Bien des phénomènes nous sont connus souvent par l’intermédiaire des autres et donc l’accès à la connaissance passe ainsi par une multiplicité de canaux directs et indirects médiatisés ou non. Alvin Goldman (2021) souligne qu’historiquement, les individus ont souvent été encouragés à rechercher la connaissance en partant de leur propre esprit et en procédant dans un esprit hautement individualiste. En revanche, précise-t-il, la période contemporaine révèle un mouvement vers l’épistémologie sociale incitant les individus à chercher des connaissances à partir du savoir des autres. Ce point vient interroger les notions d’autorité, de légitimité dans la production, la circulation et la validation des connaissances au regard des utopies documentaires (Rayward 1994). Il invite également à interroger les relations entre imaginaires et technologies (circularité, intersection, recoupement, etc.) et leurs influences sur le social et plus particulièrement sur l’évolution des conduites et activités humaines. 
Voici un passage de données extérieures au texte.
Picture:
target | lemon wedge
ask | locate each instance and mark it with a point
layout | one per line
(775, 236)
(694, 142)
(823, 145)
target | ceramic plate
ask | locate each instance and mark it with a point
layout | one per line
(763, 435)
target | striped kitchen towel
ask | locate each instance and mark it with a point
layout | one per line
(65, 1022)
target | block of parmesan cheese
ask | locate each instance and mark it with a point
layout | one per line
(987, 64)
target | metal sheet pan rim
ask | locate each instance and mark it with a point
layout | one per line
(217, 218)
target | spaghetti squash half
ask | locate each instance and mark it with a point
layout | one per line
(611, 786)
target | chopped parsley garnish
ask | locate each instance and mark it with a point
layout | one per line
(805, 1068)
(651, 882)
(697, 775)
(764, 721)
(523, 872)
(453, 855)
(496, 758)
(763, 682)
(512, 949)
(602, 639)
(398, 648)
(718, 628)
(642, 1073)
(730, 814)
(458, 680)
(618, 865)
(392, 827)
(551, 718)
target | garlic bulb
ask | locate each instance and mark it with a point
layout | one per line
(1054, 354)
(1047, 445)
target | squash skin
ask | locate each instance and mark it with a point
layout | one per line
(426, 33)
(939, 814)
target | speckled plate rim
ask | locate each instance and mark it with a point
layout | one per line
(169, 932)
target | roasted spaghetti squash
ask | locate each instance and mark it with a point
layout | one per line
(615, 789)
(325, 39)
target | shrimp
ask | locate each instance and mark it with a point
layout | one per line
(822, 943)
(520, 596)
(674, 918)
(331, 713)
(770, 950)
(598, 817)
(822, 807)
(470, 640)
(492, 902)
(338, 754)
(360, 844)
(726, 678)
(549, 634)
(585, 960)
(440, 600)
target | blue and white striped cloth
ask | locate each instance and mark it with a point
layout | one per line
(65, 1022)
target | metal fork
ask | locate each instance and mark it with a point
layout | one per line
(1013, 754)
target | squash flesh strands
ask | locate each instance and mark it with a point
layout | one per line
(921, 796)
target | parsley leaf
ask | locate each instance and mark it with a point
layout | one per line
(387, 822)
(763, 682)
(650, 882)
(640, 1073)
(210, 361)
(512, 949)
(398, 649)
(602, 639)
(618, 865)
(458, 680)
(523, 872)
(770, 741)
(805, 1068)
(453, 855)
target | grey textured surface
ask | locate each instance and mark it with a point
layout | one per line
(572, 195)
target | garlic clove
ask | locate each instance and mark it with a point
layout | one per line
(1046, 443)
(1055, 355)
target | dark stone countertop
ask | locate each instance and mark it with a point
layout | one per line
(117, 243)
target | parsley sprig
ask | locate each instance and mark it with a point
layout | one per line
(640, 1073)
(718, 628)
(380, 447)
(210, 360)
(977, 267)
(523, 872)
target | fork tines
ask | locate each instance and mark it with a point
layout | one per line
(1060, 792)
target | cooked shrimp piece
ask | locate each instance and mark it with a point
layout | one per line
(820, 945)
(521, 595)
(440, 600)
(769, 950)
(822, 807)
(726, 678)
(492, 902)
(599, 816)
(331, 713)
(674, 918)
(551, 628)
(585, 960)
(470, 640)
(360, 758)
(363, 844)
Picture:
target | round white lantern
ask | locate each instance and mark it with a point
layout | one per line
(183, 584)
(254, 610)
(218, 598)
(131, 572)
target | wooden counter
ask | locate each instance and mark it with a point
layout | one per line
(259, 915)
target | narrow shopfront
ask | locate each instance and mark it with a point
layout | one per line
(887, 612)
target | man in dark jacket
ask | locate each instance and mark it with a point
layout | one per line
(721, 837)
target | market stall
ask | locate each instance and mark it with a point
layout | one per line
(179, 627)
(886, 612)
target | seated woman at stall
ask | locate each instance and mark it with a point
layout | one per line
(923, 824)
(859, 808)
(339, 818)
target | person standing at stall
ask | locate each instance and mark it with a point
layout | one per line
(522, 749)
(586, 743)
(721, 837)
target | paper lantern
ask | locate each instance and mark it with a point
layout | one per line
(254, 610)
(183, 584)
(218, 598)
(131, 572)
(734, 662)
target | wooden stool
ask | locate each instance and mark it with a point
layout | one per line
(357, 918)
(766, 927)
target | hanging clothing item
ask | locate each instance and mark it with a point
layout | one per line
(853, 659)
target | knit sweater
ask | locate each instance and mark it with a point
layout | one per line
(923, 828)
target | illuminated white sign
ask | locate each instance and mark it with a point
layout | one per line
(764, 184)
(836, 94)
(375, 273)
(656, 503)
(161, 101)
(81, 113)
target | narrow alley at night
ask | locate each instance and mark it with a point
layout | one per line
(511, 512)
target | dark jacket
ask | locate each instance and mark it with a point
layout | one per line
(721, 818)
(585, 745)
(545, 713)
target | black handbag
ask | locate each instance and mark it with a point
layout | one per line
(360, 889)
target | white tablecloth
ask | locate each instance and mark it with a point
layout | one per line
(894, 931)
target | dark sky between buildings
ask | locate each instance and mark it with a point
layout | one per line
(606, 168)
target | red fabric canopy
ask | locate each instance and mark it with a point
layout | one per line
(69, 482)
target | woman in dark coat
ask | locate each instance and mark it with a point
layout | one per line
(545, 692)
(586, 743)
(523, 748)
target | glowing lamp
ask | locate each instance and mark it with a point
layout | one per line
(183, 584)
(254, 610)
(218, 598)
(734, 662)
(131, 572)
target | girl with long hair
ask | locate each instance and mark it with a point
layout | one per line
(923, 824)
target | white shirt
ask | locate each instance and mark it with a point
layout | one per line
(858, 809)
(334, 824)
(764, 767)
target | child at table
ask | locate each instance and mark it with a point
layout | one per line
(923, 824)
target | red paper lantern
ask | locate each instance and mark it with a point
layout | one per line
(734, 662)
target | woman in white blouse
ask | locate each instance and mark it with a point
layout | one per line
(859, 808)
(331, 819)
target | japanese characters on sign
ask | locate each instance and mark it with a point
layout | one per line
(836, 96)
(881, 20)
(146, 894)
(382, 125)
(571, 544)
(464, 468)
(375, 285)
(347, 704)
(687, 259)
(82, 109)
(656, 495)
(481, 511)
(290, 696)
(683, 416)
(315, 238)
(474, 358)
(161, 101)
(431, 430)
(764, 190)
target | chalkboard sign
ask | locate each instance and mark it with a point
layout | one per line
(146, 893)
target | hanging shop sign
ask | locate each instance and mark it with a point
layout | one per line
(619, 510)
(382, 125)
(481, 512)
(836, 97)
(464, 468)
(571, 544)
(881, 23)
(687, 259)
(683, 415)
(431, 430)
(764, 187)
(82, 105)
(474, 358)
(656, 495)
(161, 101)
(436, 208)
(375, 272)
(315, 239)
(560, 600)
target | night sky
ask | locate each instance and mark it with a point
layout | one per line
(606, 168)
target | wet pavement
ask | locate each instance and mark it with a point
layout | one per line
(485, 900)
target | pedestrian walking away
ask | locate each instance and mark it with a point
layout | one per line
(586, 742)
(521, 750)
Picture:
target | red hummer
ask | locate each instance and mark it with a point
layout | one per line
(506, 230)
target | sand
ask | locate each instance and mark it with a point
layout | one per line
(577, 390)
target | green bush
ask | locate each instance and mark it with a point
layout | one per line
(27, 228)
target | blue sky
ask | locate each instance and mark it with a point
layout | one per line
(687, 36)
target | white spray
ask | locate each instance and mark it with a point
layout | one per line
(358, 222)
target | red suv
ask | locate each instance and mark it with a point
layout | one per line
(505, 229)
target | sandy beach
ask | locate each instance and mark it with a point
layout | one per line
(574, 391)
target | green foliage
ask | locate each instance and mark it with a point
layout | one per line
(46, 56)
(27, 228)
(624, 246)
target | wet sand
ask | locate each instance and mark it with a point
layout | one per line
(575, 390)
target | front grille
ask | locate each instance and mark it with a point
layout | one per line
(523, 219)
Il importe ici donc d’intégrer des questionnements sur les postures épistémiques dans les processus d'organisation des connaissances de l’épistémologie sociale et les constructions communautaires via l’environnement web 2.0 intégrant des contenus. En effet, cette approche doit être révisée à partir de la théorie de représentation des données textuelles appliquée à cette nouvelle organisation des connaissances par rapport aux organisations classiques utilisées en bibliothéconomie (Dewey, CDU, BLISS, etc.). En effet, le problème fondamental, lié à l’épistémologie sociale, à questionner concerne la certification des contenus numériques et la crédibilité des informations données par cette indexation dite « folksonomique ». Il s’agit dès lors de s’interroger sur cette nouvelle forme de l’organisation des contenus développée sur les réseaux sociaux par les internautes, par exemple les usagers de la bibliothèque lors de la qualification d’un livre. Ce dernier point est une mise en tension importante car la crédibilité à accorder au savoir par « tagging » issu d’une démarche sociale génère des jugements réfutables selon l’épistémologie logique (inductive ou déductive). Quels sont les modèles d'organisation des connaissances aujourd’hui depuis l’émergence de Wikipédia, Wikimédia ?

Il s’agit dans cet appel de s’intéresser aux concepts, aux paradigmes et aux imaginaires sous-jacents aux travaux sur les modalités et conditions contemporaines de la production, de la circulation, de la transmission et de l’organisation des connaissances.